MANILA, Philippines — President Rodrigo Duterte is not planning to forcibly remove Lumads or indigenous people from their ancestral land, Malacañang said Monday.
In a speech last week, the president said that he plans to find investors to develop Mindanao's protected ancestral domains.
Presidential spokesperson Harry Roque, however, clarified that bringing in investors does not mean that the Lumads would be expelled from their ancestral land.
"It is not ethnocide.

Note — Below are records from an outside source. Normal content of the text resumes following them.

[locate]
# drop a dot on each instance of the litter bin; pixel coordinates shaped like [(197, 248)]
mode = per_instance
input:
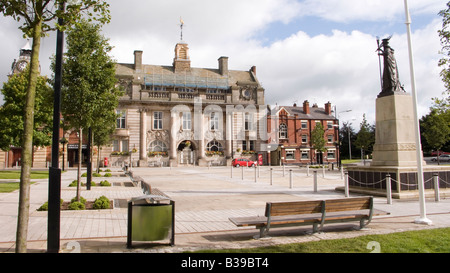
[(151, 218)]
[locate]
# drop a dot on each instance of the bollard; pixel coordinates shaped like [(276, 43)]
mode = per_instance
[(388, 189), (346, 184), (271, 169), (315, 181), (437, 198), (291, 184)]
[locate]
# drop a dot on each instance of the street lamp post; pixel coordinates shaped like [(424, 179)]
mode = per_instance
[(423, 215), (54, 183)]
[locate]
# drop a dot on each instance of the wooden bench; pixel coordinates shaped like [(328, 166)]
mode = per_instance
[(315, 213)]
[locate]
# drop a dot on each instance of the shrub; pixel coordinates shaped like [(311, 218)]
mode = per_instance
[(76, 206), (44, 206), (101, 203), (92, 184), (82, 200), (105, 183)]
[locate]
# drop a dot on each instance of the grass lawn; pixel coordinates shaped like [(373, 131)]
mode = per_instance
[(6, 187), (16, 174), (421, 241)]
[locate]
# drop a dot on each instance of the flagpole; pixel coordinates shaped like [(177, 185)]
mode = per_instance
[(423, 214)]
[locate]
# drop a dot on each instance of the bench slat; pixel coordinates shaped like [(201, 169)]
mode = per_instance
[(292, 208), (347, 204)]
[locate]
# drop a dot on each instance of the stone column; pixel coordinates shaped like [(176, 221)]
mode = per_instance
[(229, 136), (173, 137), (143, 138)]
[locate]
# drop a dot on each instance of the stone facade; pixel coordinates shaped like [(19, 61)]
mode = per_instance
[(177, 115)]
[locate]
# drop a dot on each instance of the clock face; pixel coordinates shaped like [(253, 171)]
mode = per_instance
[(22, 65)]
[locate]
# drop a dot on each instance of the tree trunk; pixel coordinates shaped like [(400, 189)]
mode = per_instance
[(27, 146), (80, 159)]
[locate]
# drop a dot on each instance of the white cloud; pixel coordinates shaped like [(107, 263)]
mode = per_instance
[(341, 67)]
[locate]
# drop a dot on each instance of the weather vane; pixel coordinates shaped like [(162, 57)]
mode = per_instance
[(181, 27)]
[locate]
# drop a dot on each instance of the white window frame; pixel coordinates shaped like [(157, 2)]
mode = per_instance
[(157, 120), (187, 120)]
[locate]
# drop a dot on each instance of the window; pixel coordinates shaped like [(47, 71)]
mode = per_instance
[(121, 119), (188, 90), (329, 124), (214, 146), (290, 154), (283, 130), (157, 146), (331, 154), (120, 145), (305, 154), (304, 139), (248, 145), (248, 122), (214, 121), (304, 124), (157, 120), (330, 138), (187, 121)]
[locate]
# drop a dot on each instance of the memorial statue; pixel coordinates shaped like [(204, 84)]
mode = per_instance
[(390, 80)]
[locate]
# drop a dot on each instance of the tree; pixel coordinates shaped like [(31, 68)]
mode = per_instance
[(365, 138), (89, 96), (436, 129), (38, 17), (347, 134), (318, 140), (12, 112), (444, 62)]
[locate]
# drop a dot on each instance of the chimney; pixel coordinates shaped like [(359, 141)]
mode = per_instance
[(138, 60), (223, 66), (328, 108), (306, 107)]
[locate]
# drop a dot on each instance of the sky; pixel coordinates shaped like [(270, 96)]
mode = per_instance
[(315, 50)]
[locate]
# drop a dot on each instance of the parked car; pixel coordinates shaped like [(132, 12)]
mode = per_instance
[(435, 153), (237, 162), (442, 158)]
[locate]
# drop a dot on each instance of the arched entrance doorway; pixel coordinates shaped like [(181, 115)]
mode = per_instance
[(186, 153)]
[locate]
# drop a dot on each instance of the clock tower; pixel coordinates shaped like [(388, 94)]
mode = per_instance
[(20, 64)]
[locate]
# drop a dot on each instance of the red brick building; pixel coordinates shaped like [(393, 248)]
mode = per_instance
[(295, 125)]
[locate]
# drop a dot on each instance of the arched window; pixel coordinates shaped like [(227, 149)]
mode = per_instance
[(283, 130), (214, 146), (157, 146)]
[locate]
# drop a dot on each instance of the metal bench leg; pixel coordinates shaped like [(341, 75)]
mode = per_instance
[(315, 229), (263, 232)]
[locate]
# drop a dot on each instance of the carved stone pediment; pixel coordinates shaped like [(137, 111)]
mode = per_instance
[(185, 134), (157, 135), (210, 135)]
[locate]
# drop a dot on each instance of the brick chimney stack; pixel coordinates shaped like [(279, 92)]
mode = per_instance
[(223, 66), (138, 60), (328, 108), (306, 107)]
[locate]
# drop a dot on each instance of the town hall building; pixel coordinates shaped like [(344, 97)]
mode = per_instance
[(172, 115)]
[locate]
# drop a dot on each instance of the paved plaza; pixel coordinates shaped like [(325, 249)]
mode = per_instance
[(205, 198)]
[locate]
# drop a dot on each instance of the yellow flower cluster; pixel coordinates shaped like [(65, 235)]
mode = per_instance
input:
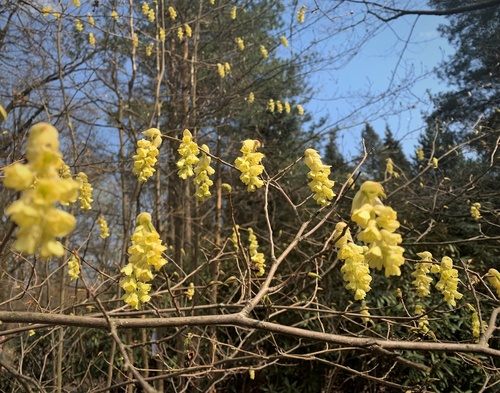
[(422, 281), (78, 25), (423, 322), (448, 282), (249, 165), (320, 184), (73, 267), (378, 223), (355, 270), (202, 171), (39, 221), (241, 44), (301, 14), (494, 279), (86, 189), (145, 254), (257, 258), (147, 151), (223, 69), (190, 292), (103, 226), (474, 211), (150, 13), (264, 52), (172, 13), (189, 151)]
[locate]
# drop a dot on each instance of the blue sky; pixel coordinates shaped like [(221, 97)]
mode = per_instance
[(399, 57)]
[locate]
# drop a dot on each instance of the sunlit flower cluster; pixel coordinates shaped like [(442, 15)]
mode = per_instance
[(355, 270), (320, 184), (146, 153), (378, 223), (249, 165), (422, 281), (85, 189), (145, 255), (202, 171), (103, 226), (189, 151), (240, 42), (494, 279), (301, 14), (474, 211), (73, 267), (448, 282), (39, 221), (190, 292), (257, 258)]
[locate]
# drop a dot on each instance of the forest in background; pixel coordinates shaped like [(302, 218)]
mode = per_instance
[(284, 265)]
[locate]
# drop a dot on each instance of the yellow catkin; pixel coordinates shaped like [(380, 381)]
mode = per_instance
[(320, 184), (39, 221), (249, 164)]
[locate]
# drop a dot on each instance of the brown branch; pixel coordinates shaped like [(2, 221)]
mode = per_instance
[(240, 320)]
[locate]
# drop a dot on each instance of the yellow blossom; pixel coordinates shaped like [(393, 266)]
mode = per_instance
[(190, 292), (240, 43), (474, 211), (448, 282), (147, 151), (271, 105), (86, 189), (301, 14), (172, 13), (355, 270), (249, 165), (145, 255), (39, 221), (320, 184), (202, 171), (78, 25), (189, 151), (103, 226), (46, 10), (73, 267), (494, 279), (422, 281), (288, 109), (151, 15), (263, 51)]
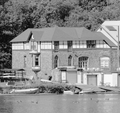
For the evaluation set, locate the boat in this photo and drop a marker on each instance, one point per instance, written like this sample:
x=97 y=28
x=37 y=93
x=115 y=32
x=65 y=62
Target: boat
x=24 y=91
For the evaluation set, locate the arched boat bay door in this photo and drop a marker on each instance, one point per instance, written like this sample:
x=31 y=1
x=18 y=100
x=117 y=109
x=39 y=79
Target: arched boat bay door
x=92 y=79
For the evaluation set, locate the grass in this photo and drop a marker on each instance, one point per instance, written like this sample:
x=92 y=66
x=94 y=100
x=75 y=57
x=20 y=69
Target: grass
x=43 y=87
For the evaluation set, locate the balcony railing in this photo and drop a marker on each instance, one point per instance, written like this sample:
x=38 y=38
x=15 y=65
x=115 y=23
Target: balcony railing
x=34 y=52
x=36 y=68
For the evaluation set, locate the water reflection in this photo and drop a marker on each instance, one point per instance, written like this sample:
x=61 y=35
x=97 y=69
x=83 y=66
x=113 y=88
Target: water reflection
x=92 y=103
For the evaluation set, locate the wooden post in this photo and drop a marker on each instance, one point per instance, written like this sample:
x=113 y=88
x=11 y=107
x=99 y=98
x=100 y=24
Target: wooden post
x=118 y=49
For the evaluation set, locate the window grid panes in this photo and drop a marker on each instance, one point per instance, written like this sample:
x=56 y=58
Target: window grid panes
x=70 y=60
x=36 y=60
x=69 y=43
x=45 y=45
x=33 y=45
x=56 y=46
x=105 y=62
x=56 y=61
x=83 y=62
x=91 y=43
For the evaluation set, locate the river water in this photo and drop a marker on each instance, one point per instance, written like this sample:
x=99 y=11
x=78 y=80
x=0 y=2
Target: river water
x=50 y=103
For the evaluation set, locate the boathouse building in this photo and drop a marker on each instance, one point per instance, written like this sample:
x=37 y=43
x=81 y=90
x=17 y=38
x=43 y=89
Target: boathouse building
x=81 y=56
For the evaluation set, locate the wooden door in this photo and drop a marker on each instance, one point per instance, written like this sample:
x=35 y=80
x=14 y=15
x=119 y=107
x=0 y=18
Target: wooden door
x=92 y=80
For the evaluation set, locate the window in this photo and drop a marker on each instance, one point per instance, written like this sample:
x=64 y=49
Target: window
x=101 y=44
x=33 y=45
x=105 y=62
x=56 y=46
x=91 y=43
x=83 y=62
x=69 y=43
x=25 y=61
x=56 y=61
x=63 y=45
x=70 y=60
x=46 y=45
x=36 y=60
x=16 y=46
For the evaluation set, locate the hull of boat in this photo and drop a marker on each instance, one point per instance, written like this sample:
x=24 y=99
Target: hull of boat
x=24 y=91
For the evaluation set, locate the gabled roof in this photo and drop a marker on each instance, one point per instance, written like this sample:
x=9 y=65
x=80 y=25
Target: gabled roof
x=61 y=34
x=23 y=37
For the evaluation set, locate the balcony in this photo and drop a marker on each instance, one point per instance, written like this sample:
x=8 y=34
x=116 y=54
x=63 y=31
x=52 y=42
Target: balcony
x=36 y=68
x=34 y=52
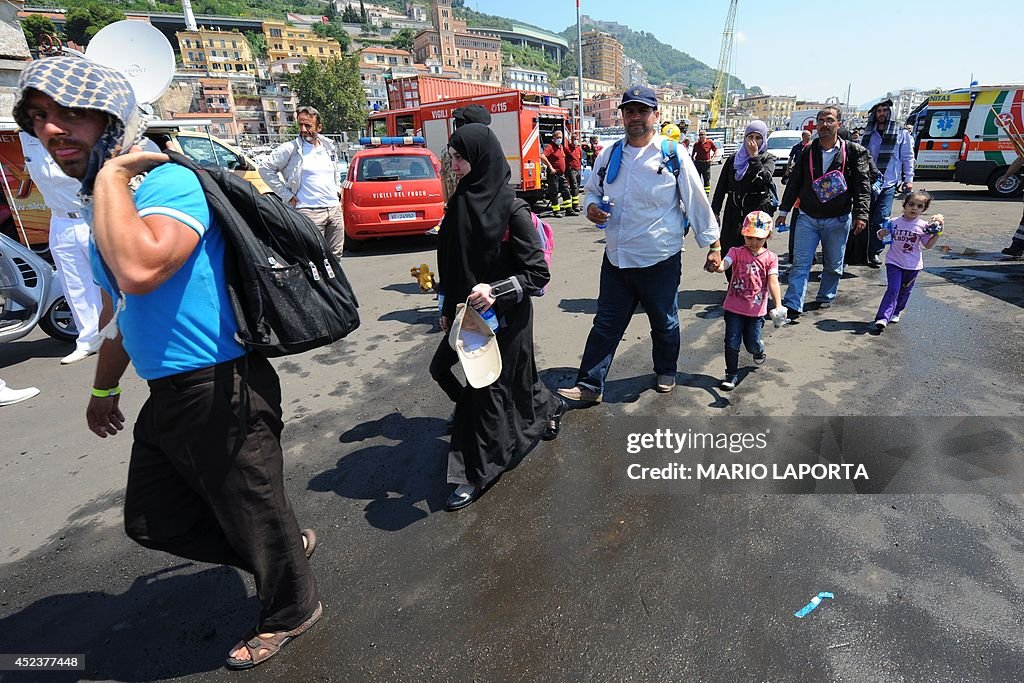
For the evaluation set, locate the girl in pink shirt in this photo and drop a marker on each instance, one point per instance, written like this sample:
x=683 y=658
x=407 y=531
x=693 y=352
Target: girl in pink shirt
x=909 y=236
x=755 y=274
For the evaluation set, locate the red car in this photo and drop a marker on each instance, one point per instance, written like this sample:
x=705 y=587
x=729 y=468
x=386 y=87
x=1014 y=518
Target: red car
x=391 y=190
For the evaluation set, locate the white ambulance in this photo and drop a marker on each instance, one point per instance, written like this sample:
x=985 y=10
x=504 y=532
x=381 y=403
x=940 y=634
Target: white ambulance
x=971 y=135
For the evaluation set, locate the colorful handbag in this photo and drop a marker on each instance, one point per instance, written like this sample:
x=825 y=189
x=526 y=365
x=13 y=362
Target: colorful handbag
x=833 y=183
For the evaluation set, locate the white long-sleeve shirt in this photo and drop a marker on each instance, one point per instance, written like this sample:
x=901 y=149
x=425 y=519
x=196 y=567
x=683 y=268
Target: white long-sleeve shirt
x=647 y=219
x=58 y=190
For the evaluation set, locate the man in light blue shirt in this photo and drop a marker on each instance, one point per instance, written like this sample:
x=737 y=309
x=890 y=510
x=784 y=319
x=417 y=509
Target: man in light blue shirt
x=644 y=239
x=892 y=151
x=205 y=478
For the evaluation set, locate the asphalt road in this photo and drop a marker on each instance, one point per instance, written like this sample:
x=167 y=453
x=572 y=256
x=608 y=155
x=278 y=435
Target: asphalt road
x=567 y=569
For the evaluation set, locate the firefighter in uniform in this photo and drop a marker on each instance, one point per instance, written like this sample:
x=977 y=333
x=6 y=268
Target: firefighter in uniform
x=558 y=189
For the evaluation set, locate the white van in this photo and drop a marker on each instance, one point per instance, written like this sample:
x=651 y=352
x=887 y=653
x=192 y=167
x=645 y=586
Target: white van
x=779 y=144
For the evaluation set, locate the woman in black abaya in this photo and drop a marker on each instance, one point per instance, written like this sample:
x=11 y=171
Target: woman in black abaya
x=744 y=185
x=497 y=425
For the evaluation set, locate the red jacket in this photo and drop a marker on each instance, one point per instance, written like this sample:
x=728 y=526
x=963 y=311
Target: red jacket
x=556 y=156
x=573 y=158
x=704 y=151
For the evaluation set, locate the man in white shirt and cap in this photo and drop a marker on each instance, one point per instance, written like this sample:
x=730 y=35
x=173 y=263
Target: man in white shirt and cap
x=69 y=245
x=642 y=261
x=305 y=173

He is not forcibly removing them from ancestral domains," Roque said in a press briefing.
"He (Duterte) has said that in the [Bangsamoro Basic Law] he will seek correction of historical injustice which includes the historical injustice being committed to Lumads because in the previous BBL, they were not consulted on the BBL and they were themselves classified as Moros," the Palace spokesman added.
Roque stressed that the Lumads would decide if they would allow foreign investors to enter their land, as mandated by law.
"Kung ayaw nila hindi sila mapipilit dahil sa batas naman kontrolado nila 'yung mga teritoryo nila na classified as ancestral domains," Roque said.
The Palace spokesperson also explained that Duterte is planning to ask investors to come into ancestral lands to encourage economic activity in the Lumads' territory.
The Philippine government is not violating the rights of Lumads because, under the law, Lumad communities could allow economic activity in their territory, Roque said.
"The ones violating the rights of the Lumads are the NPA because they are forcibly conscripting the Lumads into the NPA. In fact, the statistics is like 80 percent of them are already conscripted by the NPAs and they don’t have a choice because they do it under the barrel of a gun," the spokesperson said.
Opening economic opportunities in Lumad communities would reduce poverty and eventually drive away members of the NPA, according to Malacañang.
On the other hand, a Lumad leader said that they would continue to resist the intrusion of foreign investors into their ancestral land.
"It is not the Lumad who are making trouble. It is your government and the corporations that are making trouble," Datu Jerome Succor Aba, co-chairperson of Sandugo – Movement of Moro and Indigenous Peoples for Self-determination, said in a statement released Friday.